C’est pourquoi de nombreux organismes choisissent de s’engager auprès de leurs donateurs d’une façon qui leur permette d’entretenir des relations à long terme tout en démontrant leur pertinence de diverses manières durant cette période exceptionnelle. Deux exemples : Right to Play, qui tient ses donateurs informés de l’impact de la pandémie sur son travail et de comment elle y répond, et le Musée des beaux-arts de Montréal et leurs propositions culturelles.
En conclusion
- Défendre votre argumentaire : qui et comment – Pour rendre bien vivant votre argumentaire, pensez aux histoires que vous pourriez raconter pour l’illustrer. Et pensez aussi à qui serait le mieux placé pour l’articuler.
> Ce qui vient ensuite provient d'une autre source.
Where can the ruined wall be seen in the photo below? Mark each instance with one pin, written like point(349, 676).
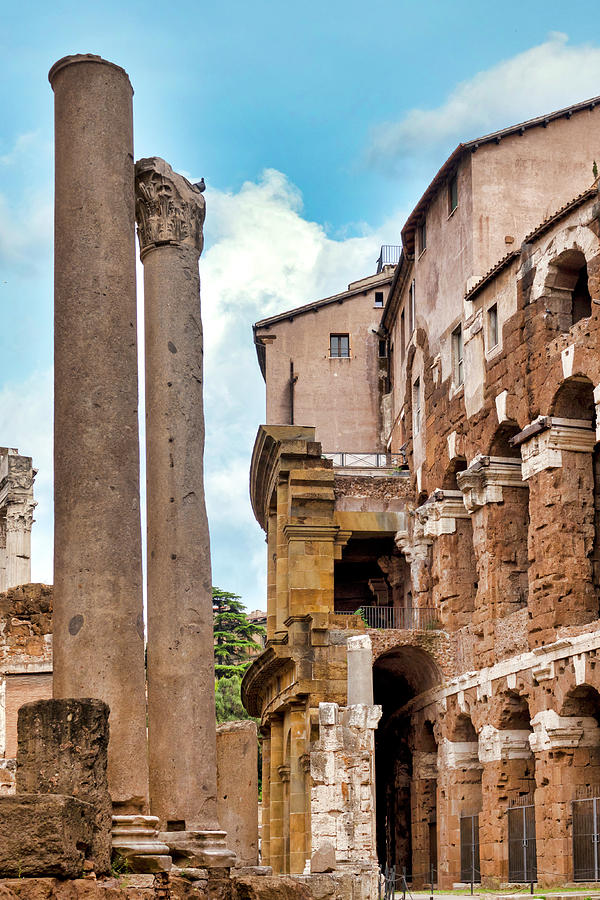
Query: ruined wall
point(25, 663)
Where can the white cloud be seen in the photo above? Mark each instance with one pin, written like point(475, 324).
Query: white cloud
point(262, 257)
point(542, 79)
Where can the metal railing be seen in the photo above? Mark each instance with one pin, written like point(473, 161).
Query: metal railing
point(405, 618)
point(388, 256)
point(365, 460)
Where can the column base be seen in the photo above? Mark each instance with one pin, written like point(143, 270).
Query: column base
point(198, 849)
point(136, 839)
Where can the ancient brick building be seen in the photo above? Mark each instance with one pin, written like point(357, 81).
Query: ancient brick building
point(460, 528)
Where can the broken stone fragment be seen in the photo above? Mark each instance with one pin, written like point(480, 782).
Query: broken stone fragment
point(44, 835)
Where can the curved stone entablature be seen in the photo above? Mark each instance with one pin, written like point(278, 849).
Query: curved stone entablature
point(169, 209)
point(273, 441)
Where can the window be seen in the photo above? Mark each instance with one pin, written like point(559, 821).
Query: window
point(492, 326)
point(402, 336)
point(417, 406)
point(452, 194)
point(457, 356)
point(422, 236)
point(339, 345)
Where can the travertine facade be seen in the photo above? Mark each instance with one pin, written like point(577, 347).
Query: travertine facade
point(482, 598)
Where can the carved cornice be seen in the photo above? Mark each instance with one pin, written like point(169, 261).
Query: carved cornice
point(439, 514)
point(168, 208)
point(484, 479)
point(544, 448)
Il s’agira sans doute de divers individus, y compris des gens de l’équipe de direction, des gens aux premières lignes ainsi que des bénéficiaires, tels des travailleurs de la santé qui pourraient avoir besoin d’un soutien en santé mentale, des employés de refuges, des étudiants ayant besoin d’un soutien financier, etc.
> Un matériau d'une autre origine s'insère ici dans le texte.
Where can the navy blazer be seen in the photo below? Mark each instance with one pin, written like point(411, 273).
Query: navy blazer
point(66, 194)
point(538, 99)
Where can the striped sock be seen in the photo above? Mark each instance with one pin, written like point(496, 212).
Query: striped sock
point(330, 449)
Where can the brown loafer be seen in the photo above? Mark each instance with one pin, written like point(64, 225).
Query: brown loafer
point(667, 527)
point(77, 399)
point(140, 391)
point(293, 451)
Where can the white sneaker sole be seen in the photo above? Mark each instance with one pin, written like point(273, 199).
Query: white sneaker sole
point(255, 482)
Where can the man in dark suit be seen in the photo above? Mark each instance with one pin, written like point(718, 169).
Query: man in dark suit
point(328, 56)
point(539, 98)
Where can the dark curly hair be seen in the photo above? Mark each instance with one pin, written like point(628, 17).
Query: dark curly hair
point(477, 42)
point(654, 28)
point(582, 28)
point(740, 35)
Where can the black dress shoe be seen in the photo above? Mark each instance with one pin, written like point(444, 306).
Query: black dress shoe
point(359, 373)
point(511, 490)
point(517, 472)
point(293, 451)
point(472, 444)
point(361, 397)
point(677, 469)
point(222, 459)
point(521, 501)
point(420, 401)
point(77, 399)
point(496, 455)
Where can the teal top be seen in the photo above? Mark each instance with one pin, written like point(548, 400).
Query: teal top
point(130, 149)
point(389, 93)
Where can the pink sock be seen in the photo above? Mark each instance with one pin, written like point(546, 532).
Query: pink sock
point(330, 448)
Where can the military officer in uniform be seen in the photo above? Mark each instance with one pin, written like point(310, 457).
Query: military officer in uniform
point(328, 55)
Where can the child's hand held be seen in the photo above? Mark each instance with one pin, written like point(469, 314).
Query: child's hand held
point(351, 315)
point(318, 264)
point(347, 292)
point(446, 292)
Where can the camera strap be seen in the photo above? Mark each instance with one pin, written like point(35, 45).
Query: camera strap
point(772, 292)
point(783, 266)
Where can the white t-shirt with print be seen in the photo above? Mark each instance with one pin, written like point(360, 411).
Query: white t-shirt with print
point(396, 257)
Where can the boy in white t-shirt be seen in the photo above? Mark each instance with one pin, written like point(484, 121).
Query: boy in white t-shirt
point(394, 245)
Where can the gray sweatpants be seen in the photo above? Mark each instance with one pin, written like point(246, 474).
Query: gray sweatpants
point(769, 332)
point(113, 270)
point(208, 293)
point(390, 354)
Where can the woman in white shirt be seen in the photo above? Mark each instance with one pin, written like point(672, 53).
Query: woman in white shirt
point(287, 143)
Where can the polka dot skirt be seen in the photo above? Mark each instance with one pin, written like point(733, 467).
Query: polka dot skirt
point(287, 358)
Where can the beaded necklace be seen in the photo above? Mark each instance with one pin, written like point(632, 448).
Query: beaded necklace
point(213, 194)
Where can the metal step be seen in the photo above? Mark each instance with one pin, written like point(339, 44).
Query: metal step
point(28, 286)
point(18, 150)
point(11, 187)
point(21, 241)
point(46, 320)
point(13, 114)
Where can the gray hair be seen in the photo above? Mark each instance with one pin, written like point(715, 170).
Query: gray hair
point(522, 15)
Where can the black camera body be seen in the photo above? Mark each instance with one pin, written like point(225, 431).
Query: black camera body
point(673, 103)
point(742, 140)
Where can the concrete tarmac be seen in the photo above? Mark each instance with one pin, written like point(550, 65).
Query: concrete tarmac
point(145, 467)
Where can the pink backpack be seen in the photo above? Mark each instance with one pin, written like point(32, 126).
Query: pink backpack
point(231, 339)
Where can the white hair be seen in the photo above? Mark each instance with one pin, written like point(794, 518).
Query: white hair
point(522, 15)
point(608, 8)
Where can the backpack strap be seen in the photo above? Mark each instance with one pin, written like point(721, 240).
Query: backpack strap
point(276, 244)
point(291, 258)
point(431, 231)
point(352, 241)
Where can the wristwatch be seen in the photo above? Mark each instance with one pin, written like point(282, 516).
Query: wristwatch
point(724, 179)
- Un argumentaire pour vos opérations de base – Bien qu’un argumentaire qui décrive la façon dont vous offrez un soutien direct à la collectivité soit sans contredit plus vendable, on peut aussi défendre la nécessité d’un soutien de base aux opérations, étant donné l’impact à court terme sur certains organismes de la baisse des revenus de la collecte de fonds. Faites-vous face à un déficit d’exploitation? Devez-vous mettre sur pied un fonds d’urgence? Il est possible de développer un argumentaire pour ce type de besoin, mais la sollicitation devrait alors se limiter aux gens qui ont des liens très étroits avec vous. On note aussi que de nombreuses fondations, telles ce consortium de fondations, ont réorganisé leurs procédures et leurs normes de subventions pour aider les organismes caritatifs à s’adapter aux nouvelles réalités imposées par la COVID-19.
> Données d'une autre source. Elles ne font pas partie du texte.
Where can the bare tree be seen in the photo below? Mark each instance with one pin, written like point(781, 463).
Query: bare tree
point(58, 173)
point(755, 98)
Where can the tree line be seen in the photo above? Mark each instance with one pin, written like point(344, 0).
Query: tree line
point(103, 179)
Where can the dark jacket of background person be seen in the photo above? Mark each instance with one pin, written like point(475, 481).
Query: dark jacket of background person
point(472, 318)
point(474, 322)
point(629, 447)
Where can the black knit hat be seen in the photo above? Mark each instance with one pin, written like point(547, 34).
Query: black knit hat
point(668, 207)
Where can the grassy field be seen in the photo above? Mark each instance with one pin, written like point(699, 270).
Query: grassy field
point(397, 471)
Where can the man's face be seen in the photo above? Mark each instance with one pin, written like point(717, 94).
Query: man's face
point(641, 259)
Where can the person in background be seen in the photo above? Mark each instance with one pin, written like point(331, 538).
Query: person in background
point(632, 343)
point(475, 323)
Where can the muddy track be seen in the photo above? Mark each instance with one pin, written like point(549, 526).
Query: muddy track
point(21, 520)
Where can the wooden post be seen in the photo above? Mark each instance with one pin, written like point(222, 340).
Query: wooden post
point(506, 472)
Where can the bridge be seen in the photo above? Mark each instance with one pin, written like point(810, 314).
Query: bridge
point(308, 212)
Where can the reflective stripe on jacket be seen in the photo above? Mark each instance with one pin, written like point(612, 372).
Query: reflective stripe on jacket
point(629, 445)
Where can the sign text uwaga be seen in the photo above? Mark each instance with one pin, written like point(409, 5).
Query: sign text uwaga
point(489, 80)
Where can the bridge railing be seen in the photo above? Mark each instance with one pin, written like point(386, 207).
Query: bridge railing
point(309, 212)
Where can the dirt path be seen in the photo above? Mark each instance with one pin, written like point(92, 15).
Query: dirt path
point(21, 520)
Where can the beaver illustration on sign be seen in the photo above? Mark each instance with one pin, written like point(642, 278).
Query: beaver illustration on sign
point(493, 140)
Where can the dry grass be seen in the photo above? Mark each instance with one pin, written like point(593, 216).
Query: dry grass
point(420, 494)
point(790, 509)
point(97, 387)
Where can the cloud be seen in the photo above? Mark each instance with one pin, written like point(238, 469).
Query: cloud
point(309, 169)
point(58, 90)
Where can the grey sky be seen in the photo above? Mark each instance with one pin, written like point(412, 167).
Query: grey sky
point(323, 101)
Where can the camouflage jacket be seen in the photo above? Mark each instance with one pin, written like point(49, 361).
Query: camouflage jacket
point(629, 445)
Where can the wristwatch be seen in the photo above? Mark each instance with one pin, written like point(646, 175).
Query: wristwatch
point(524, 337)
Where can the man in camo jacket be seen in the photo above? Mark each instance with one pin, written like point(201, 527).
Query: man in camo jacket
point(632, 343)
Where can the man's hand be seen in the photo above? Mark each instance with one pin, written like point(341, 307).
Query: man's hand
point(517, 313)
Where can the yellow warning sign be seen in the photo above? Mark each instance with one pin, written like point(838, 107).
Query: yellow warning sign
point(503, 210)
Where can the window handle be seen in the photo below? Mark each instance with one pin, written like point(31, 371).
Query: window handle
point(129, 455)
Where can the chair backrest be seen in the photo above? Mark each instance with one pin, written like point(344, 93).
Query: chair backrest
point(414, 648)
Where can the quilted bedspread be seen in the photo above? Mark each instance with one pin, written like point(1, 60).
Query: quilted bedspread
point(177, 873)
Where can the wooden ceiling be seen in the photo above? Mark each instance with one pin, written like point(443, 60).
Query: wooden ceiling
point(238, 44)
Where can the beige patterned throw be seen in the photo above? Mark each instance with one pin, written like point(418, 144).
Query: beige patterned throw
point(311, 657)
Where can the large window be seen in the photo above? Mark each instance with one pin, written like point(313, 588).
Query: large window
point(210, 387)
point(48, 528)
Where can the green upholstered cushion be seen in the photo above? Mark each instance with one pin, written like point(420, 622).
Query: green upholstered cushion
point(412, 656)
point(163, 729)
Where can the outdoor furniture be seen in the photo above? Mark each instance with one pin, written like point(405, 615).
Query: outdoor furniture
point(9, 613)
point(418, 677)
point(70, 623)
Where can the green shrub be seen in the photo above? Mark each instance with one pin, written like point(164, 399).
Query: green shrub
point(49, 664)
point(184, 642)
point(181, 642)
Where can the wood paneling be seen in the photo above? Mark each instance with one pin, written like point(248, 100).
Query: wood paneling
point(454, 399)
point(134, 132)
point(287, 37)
- À plus long terme – Bien qu’un examen immédiat de vos priorités de collecte de fonds et de votre argumentaire soit d’une importance primordiale afin d’assurer qu’il soit bien défini et articulé aux réalités de cette période unique, il ne s’agit pas d’un exercice isolé. Dans le contexte de ce qui sera la « nouvelle normalité » pour les 12 à 18 mois à venir, les organismes se doivent d’examiner et de réexaminer leur rôle et leur modèle opérationnel alors que les besoins de la collectivité changent et évoluent. Ces discussions sur la stratégie organisationnelle devraient mener à la prochaine ronde d’identification des priorités et de développement de l’argumentaire.
Et n’oubliez pas les rappels généraux suivants…
- Se préparer et répondre…mais ne pas paniquer. Faites ce que vous pouvez. Beaucoup d’éléments échapperont à votre contrôle et il est donc important de cibler votre réflexion, vos efforts et votre énergie là où vous avez de l’influence.
- Il n’y a pas qu’une seule stratégie. Quoi qu’il soit bon de se laisser guider par des lignes directrices et des pratiques exemplaires, les meilleures stratégies seront celles qui seront adaptées à chaque institution et à ses clientèles.
- Ce n’est pas la première fois que nous nous retrouvons dans une situation semblable. Mettez à profit les leçons que vous avez tirées de situations d’urgences et de désastres antérieurs. Nous avons déjà surmonté des périodes de crises et nous le ferons encore cette fois-ci.
- Ne fermez pas boutique. Gardez le cap tout en ajustant avec prudence votre stratégie et votre budget. Nous savons par expérience que ceux qui agissent ainsi s’en tire plus solidement.
- Communiquez. Tout en vous assurant de ne pas submerger vos parties prenantes de communications superflues, il faut aussi éviter le silence radio. Gardez vos parties prenantes, tant internes qu’externes, engagées et informées.
Nous nous tenons prêts à vous appuyer au cours des semaines et mois à venir, et notre prochain bulletin traitera de l’impact de la pandémie de la COVID-19 sur les campagnes majeures de financement.